Consult with Experts: If the cause of the failure is not immediately apparent, consult with experts in the relevant areas of the model or the computing environment. They may have insights or suggestions that can help narrow down the possibilities. Collaboration and knowledge sharing are essential for resolving complex reproducibility issues.

Next Steps and Resolution

Once the cause of the failure has been identified, the next step is to implement a solution. This might involve fixing a bug in the code, adjusting the configuration, or modifying the environment. The specific steps will depend on the nature of the failure.

After implementing a fix, it's crucial to re-run the reproducibility check to verify that the issue has been resolved. This will ensure that the model's behavior is consistent and reliable. If the check passes, the fix can be merged into the main branch or deployed to production.

In some cases, the failure might be due to a transient issue or a non-deterministic behavior in the model. In these situations, it might be necessary to run the reproducibility check multiple times to confirm that the failure is not a fluke. Statistical methods can be used to assess the significance of the differences between checksums and determine whether they are within acceptable limits.
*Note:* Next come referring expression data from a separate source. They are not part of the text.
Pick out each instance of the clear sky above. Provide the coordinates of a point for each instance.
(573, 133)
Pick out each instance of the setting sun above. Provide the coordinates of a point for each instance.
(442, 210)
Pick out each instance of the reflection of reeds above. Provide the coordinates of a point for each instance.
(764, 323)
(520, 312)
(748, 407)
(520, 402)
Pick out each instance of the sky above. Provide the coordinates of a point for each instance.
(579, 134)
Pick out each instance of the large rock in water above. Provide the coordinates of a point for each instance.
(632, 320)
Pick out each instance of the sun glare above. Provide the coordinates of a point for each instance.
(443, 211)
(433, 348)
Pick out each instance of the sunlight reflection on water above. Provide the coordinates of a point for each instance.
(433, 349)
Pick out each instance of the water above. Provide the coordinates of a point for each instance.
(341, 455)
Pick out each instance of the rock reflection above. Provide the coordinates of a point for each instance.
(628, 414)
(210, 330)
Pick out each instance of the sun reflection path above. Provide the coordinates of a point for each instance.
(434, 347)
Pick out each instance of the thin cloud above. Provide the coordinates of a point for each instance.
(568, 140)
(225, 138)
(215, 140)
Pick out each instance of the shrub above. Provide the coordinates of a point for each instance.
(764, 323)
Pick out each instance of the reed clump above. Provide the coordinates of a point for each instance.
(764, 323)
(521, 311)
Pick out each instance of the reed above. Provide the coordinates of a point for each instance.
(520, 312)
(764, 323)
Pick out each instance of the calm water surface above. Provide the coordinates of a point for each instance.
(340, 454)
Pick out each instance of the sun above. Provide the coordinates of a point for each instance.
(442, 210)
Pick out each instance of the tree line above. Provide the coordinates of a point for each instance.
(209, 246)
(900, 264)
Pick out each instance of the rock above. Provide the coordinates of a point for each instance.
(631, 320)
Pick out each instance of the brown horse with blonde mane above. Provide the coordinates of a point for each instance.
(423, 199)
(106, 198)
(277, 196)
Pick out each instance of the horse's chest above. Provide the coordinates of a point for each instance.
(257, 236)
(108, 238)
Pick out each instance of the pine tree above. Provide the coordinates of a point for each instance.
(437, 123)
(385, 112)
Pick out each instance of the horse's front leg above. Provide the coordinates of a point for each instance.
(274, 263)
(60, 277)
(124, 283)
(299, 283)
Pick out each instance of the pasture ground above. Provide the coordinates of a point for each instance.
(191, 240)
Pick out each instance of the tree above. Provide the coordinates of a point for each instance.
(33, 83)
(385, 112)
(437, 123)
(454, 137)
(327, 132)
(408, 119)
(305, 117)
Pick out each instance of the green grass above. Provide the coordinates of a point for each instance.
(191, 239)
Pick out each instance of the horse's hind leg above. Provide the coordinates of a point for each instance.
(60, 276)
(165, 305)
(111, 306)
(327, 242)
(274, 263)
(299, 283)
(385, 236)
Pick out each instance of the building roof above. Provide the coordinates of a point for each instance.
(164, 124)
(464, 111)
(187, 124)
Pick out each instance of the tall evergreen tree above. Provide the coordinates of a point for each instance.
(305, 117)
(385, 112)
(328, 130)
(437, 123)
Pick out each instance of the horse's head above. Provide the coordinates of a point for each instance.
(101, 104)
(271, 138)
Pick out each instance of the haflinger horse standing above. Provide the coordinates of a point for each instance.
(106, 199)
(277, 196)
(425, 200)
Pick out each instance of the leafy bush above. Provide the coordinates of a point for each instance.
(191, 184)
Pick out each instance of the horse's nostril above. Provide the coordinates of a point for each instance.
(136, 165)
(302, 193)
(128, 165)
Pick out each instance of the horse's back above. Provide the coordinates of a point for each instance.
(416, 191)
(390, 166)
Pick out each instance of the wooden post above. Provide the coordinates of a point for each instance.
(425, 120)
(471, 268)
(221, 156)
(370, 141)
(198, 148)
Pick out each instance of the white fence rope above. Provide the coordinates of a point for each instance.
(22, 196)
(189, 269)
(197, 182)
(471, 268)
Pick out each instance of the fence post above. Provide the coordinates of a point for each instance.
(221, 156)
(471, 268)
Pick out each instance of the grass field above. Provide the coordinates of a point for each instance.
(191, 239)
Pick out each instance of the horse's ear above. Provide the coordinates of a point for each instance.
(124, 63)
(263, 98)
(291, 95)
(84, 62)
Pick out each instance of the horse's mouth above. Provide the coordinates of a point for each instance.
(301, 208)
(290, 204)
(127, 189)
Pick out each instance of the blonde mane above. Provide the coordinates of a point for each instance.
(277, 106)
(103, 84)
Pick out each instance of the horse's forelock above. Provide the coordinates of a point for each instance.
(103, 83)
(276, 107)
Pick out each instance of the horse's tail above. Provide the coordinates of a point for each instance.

To ensure the long-term reproducibility of our models, it's essential to establish robust testing and validation procedures. This includes not only scheduled reproducibility checks but also other forms of testing, such as unit tests and integration tests. By continuously monitoring the model's behavior and addressing any issues promptly, we can maintain the integrity and reliability of our scientific results.

Tagging @ACCESS-NRI/model-release to bring this issue to their attention and initiate the resolution process.

Conclusion

The scheduled reproducibility check failure for the dev-MC_100km_jra_ryf+wombatlite configuration highlights the importance of rigorous testing in scientific computing. By systematically investigating the failure and implementing a solution, we can ensure the reliability and integrity of our models. This not only strengthens our research but also builds confidence in the predictions and insights derived from these models. Remember, the goal is not just to fix the immediate issue but also to learn from it and improve our processes for the future.

For more information on best practices in scientific computing and reproducibility, consider exploring resources from organizations like the Software Sustainability Institute. They offer valuable guidance and tools for ensuring the quality and reliability of research software.